The Sun's editorial about moral authority was another Republican hit piece constructed on a foundation of misinformation (“Roy Moore, Donald Trump and the end of all Republican moral authority,” Dec. 5). The editorial suggests that there was some type of moral equivalence between the issues involved in Bill Clinton's impeachment and the allegations of sexual harassment against Roy Moore. It asserts that both the Clinton impeachment and Mr. Moore’s behavior involved lying about sex.
With respect to Mr. Moore, he has steadfastly denied the allegations and is entitled to a presumption of innocence, which The Sun has not given him. Even if he is lying about sex, there is clearly no equivalence to President Clinton's impeachment. The editorial trumpets the fact that Mr. Clinton was acquitted of all charges. While The Sun paints a compelling story that Mr. Clinton was totally absolved for lying about sex, this is not what actually happened. There were two Clinton impeachment charges, one of which was lying about sex. The Sun conveniently omits the fact that the lies occurred during a deposition for a lawsuit and would more appropriately be called perjury rather than lying. The second charge was obstruction of justice, which has nothing to do with lying. While acquittal is technically the correct word, what actually occurred was more of a political hung jury. In two votes where all Democrats voted for Mr. Clinton and a few Republicans voted for him, the impeachment failed with about half for and half against.
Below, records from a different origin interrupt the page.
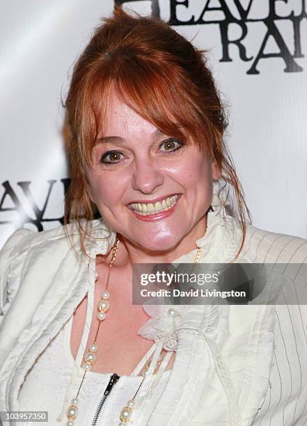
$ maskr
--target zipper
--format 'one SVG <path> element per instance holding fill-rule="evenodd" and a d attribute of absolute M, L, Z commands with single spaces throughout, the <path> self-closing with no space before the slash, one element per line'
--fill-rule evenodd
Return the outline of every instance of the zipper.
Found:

Far from being innocent of the charges, Mr. Clinton barely survived the impeachment vote. When the issues were adjudicated in the non-political judicial arena, President Clinton was found guilty and ultimately disbarred for five years by the state of Arkansas. Mr. Moore is alleged to have done things and he may be guilty of lying about sex but there is no equivalence with Bill Clinton who was actually found guilty of perjuring himself about a sexual assault under oath.